Es universal esa sensación. Suena en un bar una canción que hace veinte años no oías y la cantas sin llegar a recordar el título siquiera. Sin embargo, las contraseñas, los nombres, las fechas, el contenido de tus estudios, se van de tu mente al primer soplido.
Es por eso que, desde el inicio de las civilizaciones, los principales acontecimientos culturales se trasladaron de generación en generación gracias a la tradición oral, la historia a través de la rima.

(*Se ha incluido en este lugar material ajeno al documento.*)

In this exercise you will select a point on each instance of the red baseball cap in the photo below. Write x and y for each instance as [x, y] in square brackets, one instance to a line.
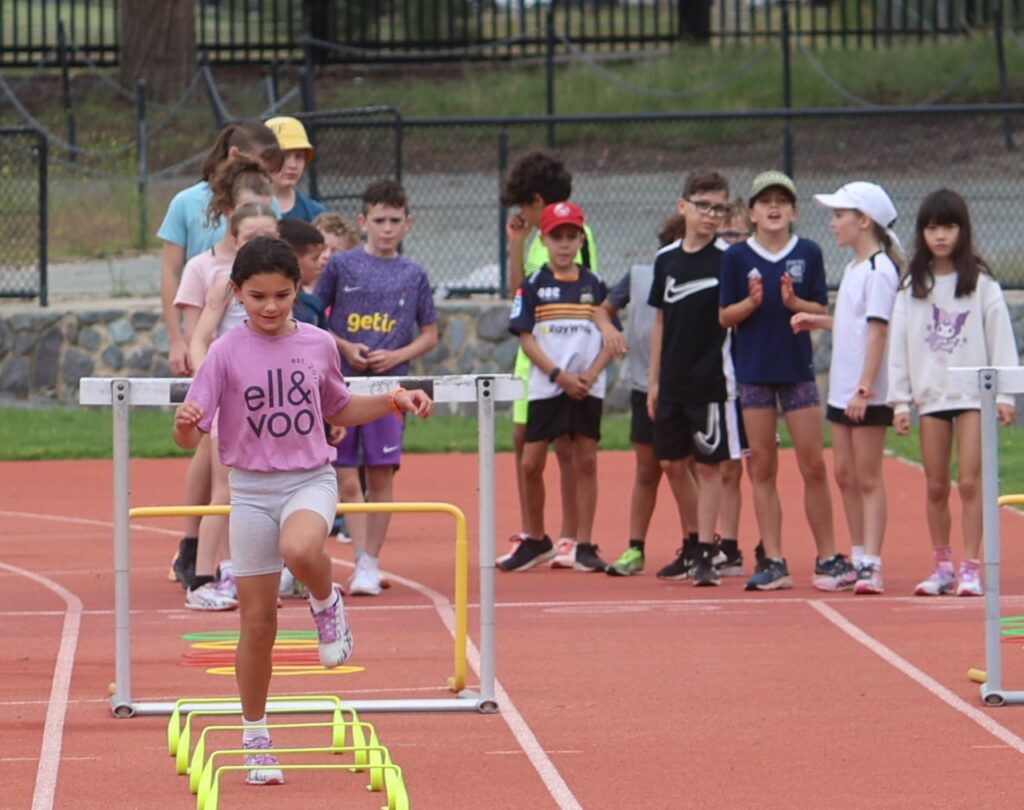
[560, 214]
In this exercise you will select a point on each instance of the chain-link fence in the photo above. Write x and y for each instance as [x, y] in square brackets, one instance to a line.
[23, 213]
[629, 170]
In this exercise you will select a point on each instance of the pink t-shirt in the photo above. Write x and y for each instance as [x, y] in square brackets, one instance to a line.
[198, 276]
[272, 393]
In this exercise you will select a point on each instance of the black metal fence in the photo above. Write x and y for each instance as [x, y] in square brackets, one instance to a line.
[23, 213]
[628, 173]
[360, 31]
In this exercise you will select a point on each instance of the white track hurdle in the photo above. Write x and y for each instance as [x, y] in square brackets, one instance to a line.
[990, 382]
[124, 393]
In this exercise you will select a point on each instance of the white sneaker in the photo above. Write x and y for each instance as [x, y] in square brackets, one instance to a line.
[367, 580]
[209, 597]
[564, 554]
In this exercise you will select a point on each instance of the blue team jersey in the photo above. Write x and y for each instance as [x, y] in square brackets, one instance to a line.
[767, 350]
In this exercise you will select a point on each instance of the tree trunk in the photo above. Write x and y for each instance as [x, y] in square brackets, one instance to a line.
[158, 44]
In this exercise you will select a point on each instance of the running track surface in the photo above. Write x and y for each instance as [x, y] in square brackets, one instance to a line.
[615, 692]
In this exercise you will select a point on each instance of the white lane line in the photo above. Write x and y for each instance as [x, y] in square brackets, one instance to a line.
[923, 679]
[49, 756]
[535, 752]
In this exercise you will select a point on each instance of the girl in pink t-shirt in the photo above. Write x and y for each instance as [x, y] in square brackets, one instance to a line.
[241, 192]
[273, 382]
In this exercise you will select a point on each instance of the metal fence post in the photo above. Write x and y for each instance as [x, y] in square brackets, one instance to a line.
[66, 90]
[1000, 59]
[786, 92]
[549, 70]
[42, 154]
[503, 238]
[143, 163]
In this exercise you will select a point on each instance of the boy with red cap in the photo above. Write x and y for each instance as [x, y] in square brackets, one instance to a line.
[552, 314]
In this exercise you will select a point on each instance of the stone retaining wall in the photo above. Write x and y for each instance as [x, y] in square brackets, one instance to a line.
[45, 352]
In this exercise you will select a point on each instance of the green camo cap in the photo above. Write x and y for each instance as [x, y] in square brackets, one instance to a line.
[766, 180]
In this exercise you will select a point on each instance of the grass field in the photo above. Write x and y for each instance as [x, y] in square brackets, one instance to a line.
[86, 433]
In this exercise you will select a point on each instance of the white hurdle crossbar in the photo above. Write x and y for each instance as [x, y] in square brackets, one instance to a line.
[989, 382]
[122, 393]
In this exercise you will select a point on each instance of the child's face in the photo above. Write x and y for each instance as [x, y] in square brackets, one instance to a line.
[253, 226]
[385, 226]
[734, 229]
[773, 212]
[702, 212]
[563, 244]
[941, 240]
[291, 169]
[336, 243]
[847, 226]
[311, 263]
[267, 299]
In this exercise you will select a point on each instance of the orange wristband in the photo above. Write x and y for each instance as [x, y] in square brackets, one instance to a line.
[392, 405]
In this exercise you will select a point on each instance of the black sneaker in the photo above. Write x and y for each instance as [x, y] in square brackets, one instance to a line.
[184, 563]
[679, 568]
[527, 554]
[702, 571]
[587, 559]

Pues todo está relacionado con el lugar en el que el cerebro procesa la información acústica. En realidad, la razón sigue siendo un misterio del que mucho se ha investigado con el solo objetivo de mejorar las habilidades de aprendizaje. Hay algunas teorías que nos acercan bastante. Según el Max Planck Institute for Human Cognitive and Brain Sciences, la cuestión es que el cerebro almacena en un lugar diferente la letra de una canción y su melodía. La primera, por ejemplo, tiene una “mejor ubicación”, justo en el lóbulo temporal, encima de la oreja, donde se procesan muchos de los recuerdos. Tal vez olvides una melodía, pero raramente olvidas una letra “bien almacenada”.
Y sin que sepamos muy bien por qué, la música es una de las pocas armas que tienen los terapeutas para hacer frente al avance de una enfermedad como el Mal de Alzhéimer, la forma más común de la demencia en adultos mayores.

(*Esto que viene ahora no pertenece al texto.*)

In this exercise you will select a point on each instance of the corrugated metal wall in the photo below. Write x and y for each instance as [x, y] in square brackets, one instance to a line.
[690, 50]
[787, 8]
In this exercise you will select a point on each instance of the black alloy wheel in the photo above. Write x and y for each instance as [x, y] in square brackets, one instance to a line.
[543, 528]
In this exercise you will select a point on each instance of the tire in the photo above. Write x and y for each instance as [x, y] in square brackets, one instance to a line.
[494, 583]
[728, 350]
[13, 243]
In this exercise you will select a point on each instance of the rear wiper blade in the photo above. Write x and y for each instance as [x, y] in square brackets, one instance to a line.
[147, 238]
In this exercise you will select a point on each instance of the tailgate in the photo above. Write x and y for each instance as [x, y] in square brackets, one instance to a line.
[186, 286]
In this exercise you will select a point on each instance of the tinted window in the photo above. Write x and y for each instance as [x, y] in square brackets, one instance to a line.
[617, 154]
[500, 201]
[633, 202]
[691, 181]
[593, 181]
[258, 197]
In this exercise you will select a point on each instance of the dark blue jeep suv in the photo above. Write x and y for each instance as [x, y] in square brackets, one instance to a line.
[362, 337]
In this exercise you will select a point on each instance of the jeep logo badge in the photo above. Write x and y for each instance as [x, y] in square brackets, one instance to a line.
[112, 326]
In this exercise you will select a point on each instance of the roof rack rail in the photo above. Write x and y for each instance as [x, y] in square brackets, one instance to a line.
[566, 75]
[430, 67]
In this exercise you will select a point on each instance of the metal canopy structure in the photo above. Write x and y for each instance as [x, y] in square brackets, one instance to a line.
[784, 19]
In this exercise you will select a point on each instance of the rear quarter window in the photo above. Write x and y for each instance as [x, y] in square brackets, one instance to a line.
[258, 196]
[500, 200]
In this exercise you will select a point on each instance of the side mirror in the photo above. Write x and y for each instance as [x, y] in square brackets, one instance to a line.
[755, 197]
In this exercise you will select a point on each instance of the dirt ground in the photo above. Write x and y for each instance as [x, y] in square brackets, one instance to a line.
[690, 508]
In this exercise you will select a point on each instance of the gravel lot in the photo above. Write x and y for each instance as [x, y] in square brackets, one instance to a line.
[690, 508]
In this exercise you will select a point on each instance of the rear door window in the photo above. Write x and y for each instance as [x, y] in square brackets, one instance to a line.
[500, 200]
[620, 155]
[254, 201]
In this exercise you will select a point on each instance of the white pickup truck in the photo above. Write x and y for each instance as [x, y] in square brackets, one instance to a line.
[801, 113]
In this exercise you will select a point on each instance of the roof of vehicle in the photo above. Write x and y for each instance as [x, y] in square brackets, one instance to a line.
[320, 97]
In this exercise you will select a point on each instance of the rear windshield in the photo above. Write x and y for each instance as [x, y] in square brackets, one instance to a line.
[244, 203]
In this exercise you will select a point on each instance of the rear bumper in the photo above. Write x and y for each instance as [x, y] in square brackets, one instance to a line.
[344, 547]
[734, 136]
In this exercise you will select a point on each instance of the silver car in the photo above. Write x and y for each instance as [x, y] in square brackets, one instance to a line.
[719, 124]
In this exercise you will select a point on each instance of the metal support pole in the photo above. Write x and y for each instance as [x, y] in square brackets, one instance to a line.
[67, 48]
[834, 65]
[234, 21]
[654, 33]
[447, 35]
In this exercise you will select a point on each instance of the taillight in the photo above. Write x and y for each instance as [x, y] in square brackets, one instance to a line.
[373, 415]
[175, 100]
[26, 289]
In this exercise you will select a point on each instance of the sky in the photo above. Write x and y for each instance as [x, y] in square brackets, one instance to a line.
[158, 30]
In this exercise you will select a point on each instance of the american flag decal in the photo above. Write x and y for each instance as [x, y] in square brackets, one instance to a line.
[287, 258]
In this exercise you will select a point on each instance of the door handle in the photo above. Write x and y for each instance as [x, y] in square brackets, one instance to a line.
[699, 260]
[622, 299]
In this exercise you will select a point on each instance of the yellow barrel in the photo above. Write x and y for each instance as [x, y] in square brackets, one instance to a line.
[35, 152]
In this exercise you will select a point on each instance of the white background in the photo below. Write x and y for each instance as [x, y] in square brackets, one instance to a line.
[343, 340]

Para “almacenar la música” de manera indefinida bastan tres factores: en primer lugar el ritmo (si la cadencia es simple nuestro cerebro se vuelve vago, hace sinapsis cortas, muy fáciles de conservar a través de los años); luego, a exposición prolongada (no tenemos idea de lo mucho que oímos nuestras canciones preferidas) ya sea en casa, en bares, en el transporte público, en la casa del vecino; y, por último, las desencadenantes emocionales, las sensaciones que una pieza musical nos provocó alguna vez, sobre todo las de tristeza y alegría que, más allá de lo poético, son el resultado de inmensas fórmulas bioquímicas perfectamente calibradas.

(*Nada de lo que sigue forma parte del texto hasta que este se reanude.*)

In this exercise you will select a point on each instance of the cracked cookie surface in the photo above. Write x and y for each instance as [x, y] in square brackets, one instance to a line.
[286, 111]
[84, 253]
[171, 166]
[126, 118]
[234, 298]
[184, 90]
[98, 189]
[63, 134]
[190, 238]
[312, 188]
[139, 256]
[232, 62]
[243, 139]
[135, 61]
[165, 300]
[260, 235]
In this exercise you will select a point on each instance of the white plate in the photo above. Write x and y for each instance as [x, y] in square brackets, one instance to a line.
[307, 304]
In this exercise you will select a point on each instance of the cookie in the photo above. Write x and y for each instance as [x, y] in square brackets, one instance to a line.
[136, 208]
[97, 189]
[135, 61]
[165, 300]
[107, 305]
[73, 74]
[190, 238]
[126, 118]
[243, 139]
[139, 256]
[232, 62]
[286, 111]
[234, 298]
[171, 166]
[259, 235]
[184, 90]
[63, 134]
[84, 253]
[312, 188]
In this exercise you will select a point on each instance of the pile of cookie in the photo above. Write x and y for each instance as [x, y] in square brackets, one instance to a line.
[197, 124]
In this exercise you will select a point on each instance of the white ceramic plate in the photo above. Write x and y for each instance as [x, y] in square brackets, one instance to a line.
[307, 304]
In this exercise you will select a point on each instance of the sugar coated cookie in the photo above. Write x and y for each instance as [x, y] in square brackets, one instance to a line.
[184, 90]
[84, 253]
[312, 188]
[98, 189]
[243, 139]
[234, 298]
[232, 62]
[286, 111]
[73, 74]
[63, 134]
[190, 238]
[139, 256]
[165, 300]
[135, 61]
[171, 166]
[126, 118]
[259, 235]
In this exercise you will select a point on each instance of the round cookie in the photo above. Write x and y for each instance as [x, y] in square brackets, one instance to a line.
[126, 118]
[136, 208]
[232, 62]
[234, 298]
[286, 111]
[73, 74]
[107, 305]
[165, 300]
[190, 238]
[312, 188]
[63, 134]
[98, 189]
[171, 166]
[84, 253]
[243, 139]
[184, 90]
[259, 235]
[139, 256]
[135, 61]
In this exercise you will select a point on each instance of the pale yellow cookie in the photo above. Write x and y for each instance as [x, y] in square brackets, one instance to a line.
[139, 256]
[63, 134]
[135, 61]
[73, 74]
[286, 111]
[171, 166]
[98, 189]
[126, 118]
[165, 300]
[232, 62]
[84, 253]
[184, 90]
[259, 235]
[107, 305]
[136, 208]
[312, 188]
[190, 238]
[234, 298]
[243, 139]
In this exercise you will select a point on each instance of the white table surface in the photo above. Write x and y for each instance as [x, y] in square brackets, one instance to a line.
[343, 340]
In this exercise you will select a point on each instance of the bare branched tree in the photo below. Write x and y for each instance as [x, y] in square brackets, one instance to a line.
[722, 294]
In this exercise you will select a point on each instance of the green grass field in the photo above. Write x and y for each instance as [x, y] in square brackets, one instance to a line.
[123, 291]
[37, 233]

El resto queda a la memoria motora. La pulsión inevitable ante la música que preferimos, es aprenderla de memoria, tararearla aunque sea en la intimidad del hogar. Si una canción nos gusta mucho la repetimos, a veces por años, y eso termina grabándola en nuestro cerebro de forma excepcional. Seguramente has cortado a medias la escucha de alguna canción y se te ha quedado el cerebro repitiéndola el resto del día. La memoria motora es la del hábito, la de la fijación. Es la que nos permite, por ejemplo, no olvidar cómo se monta bicicleta.
Tal vez sea la música la llave de nuestros recuerdos, y elegir la ruta de nuestra memoria renueve el gozo de la música que preferimos en las diferentes etapas de nuestra vida, más allá de esa contraseña que no puedes recordar, el nombre del vecino que se te escapa, o el contenido que te acabas de leer para el examen de mañana y no te entra de ninguna forma. Tal vez aprenderse una canción sí resulte tan fácil como montar bicicleta y una vez que penetre en nuestra cabeza jamás podamos olvidarla… Entenderemos entonces por qué el refrán de la abuela nos repite que todo en la vida no es “coser y cantar”.